In 7.2.3.4 (previously 7.2.3.2), "Item variation store and item variation data tables", in the paragraph that follows the table for the ItemVariationStore structure, delete the first sentence, "The item variation store includes an array of offsets to item variation data subtables. Before that paragraph, insert the following paragraph and note:

The item variation store includes an offset to a variation region list and an array of offsets to item variation data subtables.

NOTE: Indices into the itemVariationDataOffsets array are stored in parent tables as delta-set “outer” indices with each such index having a corresponding “inner” index. If the outer index points to a NULL offset, then any inner index will be invalid. The itemVariationDataOffsets array should not include any NULL offsets.

In 7.2.3.4, in the table for the ItemVariationData subtable structure, replace the field name "shortDeltaCount" with "wordDeltaCount", and replace the description of that field with the following:"

A packed field: the high bit is a flag—see details below.

Following the table for the ItemVariationData subtable structure, replace the remainder of 7.2.3.4 (including the table for the DeltaSet record structure) with the following:

The wordDeltaCount field contains a packed value that includes a flag and a “word” delta count. The format of this value is as follows:

Mask Name Description
0x8000 LONG_WORDS Flag indicating that “word” deltas are long (int32)
0x7FFF WORD_DELTA_COUNT_MASK Count of “word” deltas

The representation of delta values uses a mix of long types (“words”) and short types. If the LONG_WORDS flag is set, deltas are represented using a mix of int32 and int16 values. This representation is only used for deltas that are to be applied to data items of Fixed or 32-bit integer types. If the flag is not set, deltas are presented using a mix of int16 and int8 values. See the description of the DeltaSet record below for additional details.

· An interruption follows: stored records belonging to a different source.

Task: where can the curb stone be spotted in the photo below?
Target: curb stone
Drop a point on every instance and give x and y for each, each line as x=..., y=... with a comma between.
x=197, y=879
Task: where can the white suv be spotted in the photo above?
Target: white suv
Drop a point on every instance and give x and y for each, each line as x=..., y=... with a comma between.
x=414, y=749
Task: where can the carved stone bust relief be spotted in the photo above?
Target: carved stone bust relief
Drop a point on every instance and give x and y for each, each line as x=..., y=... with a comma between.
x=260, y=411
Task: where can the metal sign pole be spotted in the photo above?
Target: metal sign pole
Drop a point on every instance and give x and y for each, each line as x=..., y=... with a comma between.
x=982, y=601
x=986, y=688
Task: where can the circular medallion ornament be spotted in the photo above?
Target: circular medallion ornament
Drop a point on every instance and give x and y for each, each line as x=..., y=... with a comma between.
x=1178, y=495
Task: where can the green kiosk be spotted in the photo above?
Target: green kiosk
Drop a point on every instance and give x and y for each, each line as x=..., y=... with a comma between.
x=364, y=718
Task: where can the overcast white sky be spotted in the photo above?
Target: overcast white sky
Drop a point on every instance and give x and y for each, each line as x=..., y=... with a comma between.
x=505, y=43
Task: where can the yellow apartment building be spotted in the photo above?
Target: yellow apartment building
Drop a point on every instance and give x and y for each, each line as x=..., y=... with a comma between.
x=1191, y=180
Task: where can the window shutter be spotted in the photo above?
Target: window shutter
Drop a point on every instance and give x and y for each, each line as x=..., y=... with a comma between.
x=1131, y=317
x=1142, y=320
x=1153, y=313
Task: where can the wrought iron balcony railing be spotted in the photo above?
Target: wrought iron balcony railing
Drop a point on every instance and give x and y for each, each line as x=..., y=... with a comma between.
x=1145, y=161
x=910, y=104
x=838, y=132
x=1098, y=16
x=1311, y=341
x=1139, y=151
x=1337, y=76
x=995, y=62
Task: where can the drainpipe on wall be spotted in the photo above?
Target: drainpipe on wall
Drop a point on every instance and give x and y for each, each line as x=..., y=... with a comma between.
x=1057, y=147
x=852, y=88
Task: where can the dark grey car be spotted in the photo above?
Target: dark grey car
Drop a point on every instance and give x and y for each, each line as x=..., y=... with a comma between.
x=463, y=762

The count value indicated by WORD_DELTA_COUNT_MASK is a count of the number of deltas that use the long (“word”) representation, and shall be less than or equal to regionIndexCount.

The deltaSets array represents a logical two-dimensional table of delta values with itemCount rows and regionIndexCount columns. Rows in the table provide sets of deltas for particular target items, and columns correspond to regions of the variation space. Each DeltaSet record in the array represents one row of the delta-value table — one delta set.

DeltaSet record:

Type Name Description
int16 and int8
or
int32 and int16
deltaData​[regionIndexCount] Variation delta values.

Logically, each DeltaSet record has regionIndexCount number of elements. The elements are represented using long and short types, as described above. These are either int16 and int8, or int32 and int16, according to whether the LONG_WORDS flag was set. The delta array has a sequence of deltas using the long type followed by sequence of deltas using the short type. The count of deltas using the long type is derived using WORD_DELTA_COUNT_MASK. The remaining elements use the short type. The length of the data for each row, in bytes, is regionIndexCount + (wordDeltaCount && WORD_DELTA_COUNT_MASK) if the LONG_WORDS flag is not set, or 2 x that amount if the flag is set.

NOTE: Delta values are each represented directly. They are not packed as in the tuple variation store.